Other new finding associate use of spice with acute coronary syndrome and the kind of acute kidney injury that can lead to the organ shutting down.
Editor’s Note: It has now been found that synthetic marijuana, or spice, can lead to psychosis, delirium, acute coronary syndrome (heart attack) in young people, and now kidney dysfunction, in addition to causing birth defects if used by pregnant women. Not only is spice made up of more potent THC without the calming effects of CBD, but it is often laced with unknown contaminants, which are likely the cause of the heart and kidney damage.

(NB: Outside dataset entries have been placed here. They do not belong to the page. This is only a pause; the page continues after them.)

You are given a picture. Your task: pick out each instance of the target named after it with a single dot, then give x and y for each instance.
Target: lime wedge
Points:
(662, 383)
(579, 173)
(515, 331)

Smoking regular marijuana is bad enough—it doubles the risk of psychosis and may precipitate the onset of schizophrenia. It may also cause long-lasting effects on cognitive function. Since many states are legalizing marijuana, it is important to know the risks. In any case the risks are much more serious with the synthetic product, and synthetic marijuana should be avoided at all costs.